Your presumed starters might be 1 quarterback, 2.67 running backs, 3.67 wide receivers, and 1.67 tight ends. According to the chart above, your minimum targets should therefore be 2 quarterbacks, 5-6 running backs, 6-7 wide receivers, and 3-4 tight ends.
Filling out the rest of your spots, maybe you end up with a target of 3 quarterbacks, 7 running backs, 9 receivers, and 5 tight ends. (You might notice how close this is to the actual roster composition of my team that I mentioned above. This is not a coincidence.)
Again, there's a little bit of wiggle room in that. If there's another quarterback you love and you want to carry an extra, that's totally fine. But if you're deviating from that prescribed ratio by more than a player or two at a position, you should have a phenomenal reason. The further you are from the ideal, the better your reason should be.
“I've been hit really hard by injuries” is one such phenomenal reason. “My top players at this position are all superstars so I don't need as much depth” is another.

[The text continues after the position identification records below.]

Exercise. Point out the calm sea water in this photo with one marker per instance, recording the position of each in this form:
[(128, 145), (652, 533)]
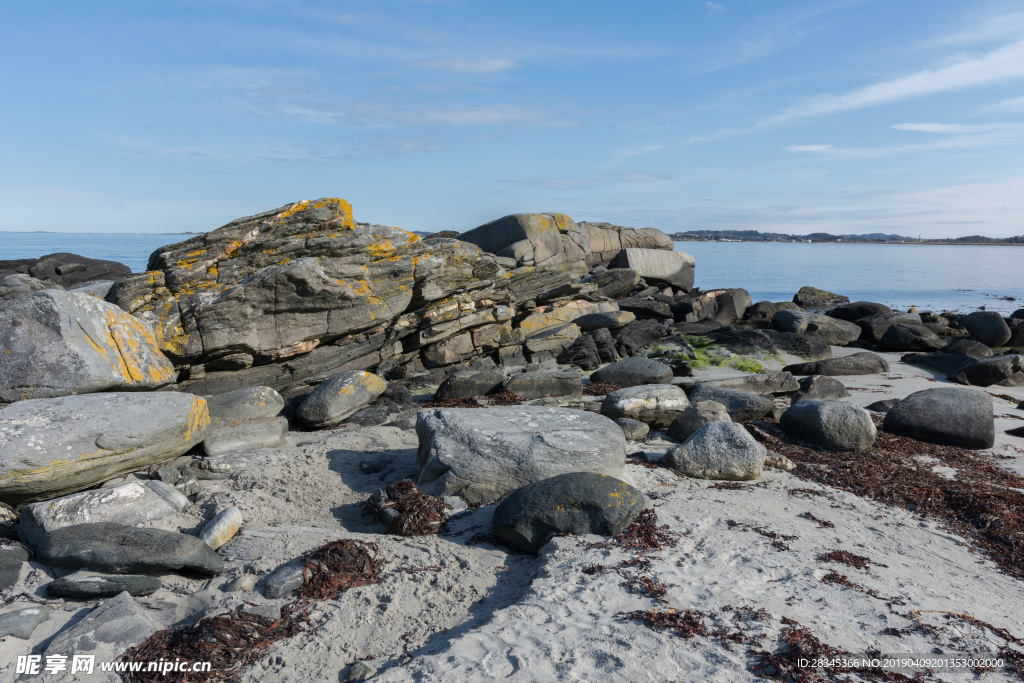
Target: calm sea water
[(929, 276), (935, 278)]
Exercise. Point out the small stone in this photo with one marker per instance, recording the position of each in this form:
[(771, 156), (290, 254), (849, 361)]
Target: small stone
[(222, 527)]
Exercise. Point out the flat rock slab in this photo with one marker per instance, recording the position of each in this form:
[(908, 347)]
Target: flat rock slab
[(339, 397), (484, 454), (864, 363), (232, 434), (53, 446), (122, 549), (655, 404), (949, 416), (248, 402), (133, 503), (741, 406), (634, 372), (90, 586), (573, 503), (20, 623), (57, 343)]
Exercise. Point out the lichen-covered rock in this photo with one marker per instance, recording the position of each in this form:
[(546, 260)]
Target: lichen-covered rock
[(573, 503), (655, 404), (339, 397), (484, 454), (56, 343), (53, 446)]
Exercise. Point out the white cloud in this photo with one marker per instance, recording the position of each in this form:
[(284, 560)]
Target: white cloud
[(492, 66), (1000, 65)]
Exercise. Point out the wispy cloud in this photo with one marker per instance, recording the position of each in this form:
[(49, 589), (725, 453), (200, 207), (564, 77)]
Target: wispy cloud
[(965, 72), (492, 66)]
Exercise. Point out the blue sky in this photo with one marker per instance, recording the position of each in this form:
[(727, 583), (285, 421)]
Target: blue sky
[(853, 116)]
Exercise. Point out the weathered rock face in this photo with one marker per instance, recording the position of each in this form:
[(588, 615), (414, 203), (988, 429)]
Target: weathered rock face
[(53, 446), (675, 268), (946, 415), (572, 503), (535, 239), (484, 454), (607, 240), (57, 343)]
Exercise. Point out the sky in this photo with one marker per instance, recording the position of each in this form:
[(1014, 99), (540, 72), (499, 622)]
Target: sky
[(845, 116)]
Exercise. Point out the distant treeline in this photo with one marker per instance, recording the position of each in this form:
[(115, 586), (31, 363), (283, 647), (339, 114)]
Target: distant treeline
[(878, 238)]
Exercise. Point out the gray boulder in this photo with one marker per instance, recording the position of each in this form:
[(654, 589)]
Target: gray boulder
[(819, 386), (135, 503), (695, 417), (833, 424), (91, 585), (59, 343), (901, 337), (611, 319), (484, 454), (53, 446), (634, 372), (534, 384), (655, 404), (20, 623), (987, 327), (832, 330), (657, 265), (864, 363), (230, 434), (719, 451), (248, 402), (123, 549), (110, 629), (339, 397), (741, 406), (633, 429), (948, 416), (574, 503)]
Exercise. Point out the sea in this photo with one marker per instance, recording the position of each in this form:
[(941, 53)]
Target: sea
[(932, 278)]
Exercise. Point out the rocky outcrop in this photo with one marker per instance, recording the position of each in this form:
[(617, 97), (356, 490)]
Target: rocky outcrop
[(53, 446), (485, 454), (57, 343)]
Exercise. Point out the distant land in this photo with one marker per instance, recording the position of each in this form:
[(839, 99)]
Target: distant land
[(871, 238)]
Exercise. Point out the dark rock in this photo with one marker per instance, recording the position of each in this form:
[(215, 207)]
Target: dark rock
[(858, 309), (863, 363), (833, 424), (883, 406), (947, 416), (819, 386), (987, 327), (534, 384), (969, 346), (89, 586), (634, 372), (900, 337), (632, 429), (465, 384), (123, 549), (615, 283), (810, 297), (645, 309), (65, 269), (741, 406), (719, 451), (484, 454), (574, 503), (987, 372), (763, 310)]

Again, I'm not saying never deviate, I'm saying deviate with a degree of intentionality.
Yes, sometimes this means passing on a "superior" player at the "wrong" position, but bear in mind that pretty much every player available on waivers is a longshot, so you're not meaningfully impacting your odds of getting a hit on talent alone. But you're substantially improving your odds of getting a hit based on team need.
As long as you keep your target ratios in mind, your team will be optimally suited to handle whatever ravages and curves the season might throw your way. But rosters that are not intentionally composed have a nasty habit of unintentionally decomposing.